Adiós al palabrista Esteban Peicovich

Se murió un amigo que decía que tenía una edad incierta. Se llamaba Esteban Peicovich y deja poesía, crónica, entrevistas y textos de una exquisita belleza. El palabrista que entrevistó con la misma pasión a Borges y a Perón; el que le encantaba contar que conocía 73 países; el que un día en España durante la campaña del 83 le pidió a Alfonsín que no le grite a los argentinos porque estábamos saliendo de la dictadura; el que estaba escribiendo una novela que me intriga saber si terminó; el poeta que hacía periodismo y el periodista que escribía crónicas con poesía; el que se conmovía con Juan José Saer pero también con un músico que tocaba en la calle Florida; el hacedor de un archivo único de entrevistas que guardaba con precisa obsesión; el enamorado de Victoria. Esteban fue uno de los más grandes que dio el periodismo argentino.

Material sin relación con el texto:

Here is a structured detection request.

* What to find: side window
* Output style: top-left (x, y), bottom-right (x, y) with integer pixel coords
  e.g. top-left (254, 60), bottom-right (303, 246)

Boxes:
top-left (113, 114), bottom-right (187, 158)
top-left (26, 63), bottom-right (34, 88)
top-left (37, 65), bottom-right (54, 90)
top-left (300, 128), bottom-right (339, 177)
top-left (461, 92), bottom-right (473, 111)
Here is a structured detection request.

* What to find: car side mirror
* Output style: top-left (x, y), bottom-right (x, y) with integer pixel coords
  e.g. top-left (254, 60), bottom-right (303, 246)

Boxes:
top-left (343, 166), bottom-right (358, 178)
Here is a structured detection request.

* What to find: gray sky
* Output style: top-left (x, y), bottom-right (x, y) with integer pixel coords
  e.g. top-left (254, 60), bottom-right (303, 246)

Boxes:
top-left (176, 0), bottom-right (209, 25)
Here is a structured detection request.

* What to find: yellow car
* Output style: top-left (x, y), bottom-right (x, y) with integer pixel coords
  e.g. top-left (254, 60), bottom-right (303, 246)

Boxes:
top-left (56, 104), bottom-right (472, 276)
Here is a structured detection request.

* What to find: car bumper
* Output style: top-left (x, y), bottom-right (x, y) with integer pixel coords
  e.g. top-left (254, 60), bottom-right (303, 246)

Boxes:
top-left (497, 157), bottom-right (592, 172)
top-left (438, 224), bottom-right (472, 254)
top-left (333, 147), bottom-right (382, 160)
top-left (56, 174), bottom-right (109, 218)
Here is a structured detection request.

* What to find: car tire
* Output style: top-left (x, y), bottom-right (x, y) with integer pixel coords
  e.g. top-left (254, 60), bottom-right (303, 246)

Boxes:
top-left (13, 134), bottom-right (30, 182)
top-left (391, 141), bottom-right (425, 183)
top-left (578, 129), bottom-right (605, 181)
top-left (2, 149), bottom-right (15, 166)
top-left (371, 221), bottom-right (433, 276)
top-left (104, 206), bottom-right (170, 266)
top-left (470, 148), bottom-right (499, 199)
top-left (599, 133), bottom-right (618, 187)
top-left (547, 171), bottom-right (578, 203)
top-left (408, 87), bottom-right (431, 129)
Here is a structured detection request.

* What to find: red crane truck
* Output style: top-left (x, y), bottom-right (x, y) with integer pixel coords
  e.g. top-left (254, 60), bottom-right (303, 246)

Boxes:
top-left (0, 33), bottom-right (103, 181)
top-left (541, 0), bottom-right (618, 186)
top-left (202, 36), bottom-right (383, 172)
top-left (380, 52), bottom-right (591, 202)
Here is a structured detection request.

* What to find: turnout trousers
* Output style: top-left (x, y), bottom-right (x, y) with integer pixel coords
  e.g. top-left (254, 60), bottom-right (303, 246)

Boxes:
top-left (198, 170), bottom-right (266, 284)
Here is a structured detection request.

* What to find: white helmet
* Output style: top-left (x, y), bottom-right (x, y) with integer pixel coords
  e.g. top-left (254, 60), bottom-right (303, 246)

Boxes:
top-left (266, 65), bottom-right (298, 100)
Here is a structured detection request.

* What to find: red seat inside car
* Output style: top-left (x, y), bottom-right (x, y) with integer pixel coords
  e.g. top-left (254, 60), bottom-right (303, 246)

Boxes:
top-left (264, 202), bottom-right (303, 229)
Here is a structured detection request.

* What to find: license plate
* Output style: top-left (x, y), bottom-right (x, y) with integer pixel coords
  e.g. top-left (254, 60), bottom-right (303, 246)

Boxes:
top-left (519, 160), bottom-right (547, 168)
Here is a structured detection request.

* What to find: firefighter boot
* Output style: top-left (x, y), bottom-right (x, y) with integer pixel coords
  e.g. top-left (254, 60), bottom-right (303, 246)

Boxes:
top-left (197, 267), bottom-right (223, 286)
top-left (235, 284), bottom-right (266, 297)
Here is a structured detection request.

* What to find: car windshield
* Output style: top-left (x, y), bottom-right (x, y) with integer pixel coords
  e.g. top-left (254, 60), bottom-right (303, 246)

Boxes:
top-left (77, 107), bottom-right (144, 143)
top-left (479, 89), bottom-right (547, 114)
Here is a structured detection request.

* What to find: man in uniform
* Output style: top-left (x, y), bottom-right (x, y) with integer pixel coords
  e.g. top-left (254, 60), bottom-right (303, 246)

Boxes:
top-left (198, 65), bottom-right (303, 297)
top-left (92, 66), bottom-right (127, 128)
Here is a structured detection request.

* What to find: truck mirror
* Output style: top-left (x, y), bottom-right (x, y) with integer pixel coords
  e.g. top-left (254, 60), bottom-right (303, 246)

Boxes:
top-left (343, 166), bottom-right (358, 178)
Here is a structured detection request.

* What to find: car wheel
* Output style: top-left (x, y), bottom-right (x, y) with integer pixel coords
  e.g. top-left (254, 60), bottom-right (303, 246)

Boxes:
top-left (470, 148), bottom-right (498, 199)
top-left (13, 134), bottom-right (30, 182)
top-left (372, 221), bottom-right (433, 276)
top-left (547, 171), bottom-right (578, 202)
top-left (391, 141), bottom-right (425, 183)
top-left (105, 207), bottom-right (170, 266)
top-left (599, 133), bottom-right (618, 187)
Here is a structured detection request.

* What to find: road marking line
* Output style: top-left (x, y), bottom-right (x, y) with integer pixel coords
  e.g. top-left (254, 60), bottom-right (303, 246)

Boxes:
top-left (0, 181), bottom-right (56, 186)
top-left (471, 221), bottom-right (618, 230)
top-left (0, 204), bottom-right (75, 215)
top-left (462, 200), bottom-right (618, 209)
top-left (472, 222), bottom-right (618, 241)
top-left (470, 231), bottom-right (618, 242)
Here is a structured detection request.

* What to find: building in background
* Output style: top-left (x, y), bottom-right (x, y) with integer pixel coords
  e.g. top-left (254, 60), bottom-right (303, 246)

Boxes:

Lo quise como a pocos y lo recuerdo como a nadie. Tenía muchas cualidades pero a mi siempre me llamaron la atención dos: su enorme capacidad de observación y su innata virtud de poder hablar con música. Cuándo digo música lo digo en términos literarios: siempre sus frases tenían la musicalidad de la poesía que escribía desde que trabajaba en un frigorífico en Berisso. Esteban era un chico grande, o mejor dicho, era algo así como un eterno niño prodigio que no quiere dejar nunca de aprender. Tuve la suerte de trabajar con él en un programa de radio que duró un año en Radio de la Ciudad y que se llamó Ciudad Abierta. Transitábamos la segunda mitad de la década del 90 y yo era un veinteañero que me creía grande y cada día tenía que llevarle una nota y darla al aire. Siempre me quedó grabada su sonrisa y su mano gigante agitada cuándo algo que llevaba le gustaba y nunca olvido la estocadas cuándo mis temas eran malos y el niño gigante movía su cabeza de un lado al otro. Un día se enojó mal con mi columna y me asestó "¿pero vos sos joven?" No recuerdo qué había propuesto pero esas cuatro palabras fueron suficiente para que me sacudan y me hagan salir otra vez a la calle a buscar una nota que lo seduzca.

Una tarde fui al departamento que compartía con su amor Victoria frente a Plaza San Martín. Me había invitado porque me quería mostrar algo que le parecía fantástico. Se había comprado un Ipad y estaba fascinado porque había podido digitalizar decenas y decenas de fotos viejas, incluidas las de su madre que todavía vivía en Berisso. El invento de Steve Jobs recién había salido y yo sólo lo había visto en fotos, pero así como fue uno de los primeros tuiteros de la Argentina, también fue uno de los primeros en tener su Ipad.

Hace unos diez años lo reencontré para entrevistarlo cuándo Editorial Marea reeditó El ocaso de Perón. Le pregunté qué significaba para él trabajar con textos que había escrito a fines de los 70 y me respondió: "Me hace recorrer también mi historia, que es una historia que estuvo muy impedida –por lo menos mi generación y la siguiente- por el hecho de que nunca pude vivir en plena democracia como la soñé y la bociné toda mi vida. Todo esto me da mucha pena".

Aprendí de él que los tesoros están en las librerías de viejo, que nunca hay que dejar de leer a Borges, que los cortados deben tomarse con mucha espuma, que siempre hay que volver a Saer y que la mejor definición de periodismo la había dibujado él alguna vez en uno de sus anotadores que siempre llevaba en el bolsillo: el periodista es un ignorante especializado.